Autor:

2017-06-23, Aktualizacja: 2017-06-23 10:00

Jakub Letki: Ktoś, kto ma tatuaż, nie może być normalny

- W tatuażu nic nie powinno być dosłowne - mówi specjalista w tej dziedzinie, Jakub Letki. Rozmawialiśmy z nim o tatuażach z kawałkiem pizzy u wyluzowanych dzieciaków, trendach w sztuce tatuażu, najczęściej popełnianych błędach i oryginalności.

Jakub Letki - tatuator pochodzący z Bydgoszczy. Tatuował m.in. w Toruniu, a dziś w Poznaniu. Uwielbia punk rocka, sam gra w kilku kapelach. Tworzy komiksy, odnajdując w tym dużą pasję, jest fanem gier konsolowych. Interesuje się amerykańskim stand up’em końca lat 70. i 80. Jego styl tatuowania to połączenie tradycyjnego stylu japońskiego oraz amerykańskiego. Prace Jakuba są kolorowe, często zabawne. Ważny jest dla niego mocno zaznaczony kolor oraz dokładny kontur, który przetrwa wszystko.


© arch. Jakuba Letkiego

Jakub przy pracy

Jak być oryginalnym w sztuce tatuażu? I jak wybrać tatuaż, który nie jest banalny?

Przed wszystkim trzeba słuchać siebie. Tatuaż reprezentuje gust, styl danej osoby. Powtarzalność nie sprzyja podkreśleniu swojego indywidualizmu. Myślę, że to, co warto zrobić w pierwszej kolejności, to zainteresować się sztuką tatuażu. I co równie ważne, znaleźć tatuatora, któremu zdecydujemy oddać się fragment naszego ciała na zawsze.


Mówisz, że tatuaż powinien podkreślać indywidualizm. Ale niektóre symbole, np. popularny w tatuażu symbol nieskończoności, są uniwersalne i niezmienne.

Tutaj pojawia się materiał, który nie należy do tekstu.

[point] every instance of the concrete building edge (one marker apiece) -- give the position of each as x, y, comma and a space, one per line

Często ludzie próbują podkreślać swój indywidualizm także przez symbole. Takie znaki, jak np. symbol pokoju, są ponadczasowe. Czy symbol nieskończoności jest rzeczywiście na tyle uniwersalny, by wpisać się w świat tatuażu? Wydaje mi się, że to raczej sezonowy hit. Tego typu wzorów zdaje się być coraz mniej, moda przemija.


© arch. Jakuba Letkiego



Ale przecież nieskończoność symbolizuje coś, co trwa wiecznie. Tak jak tatuaż, który zostaje na ciele do końca życia. Jak inaczej przedstawić coś, co jest trwałe, do czego czujemy się przywiązani, jeśli nie nieskończonością?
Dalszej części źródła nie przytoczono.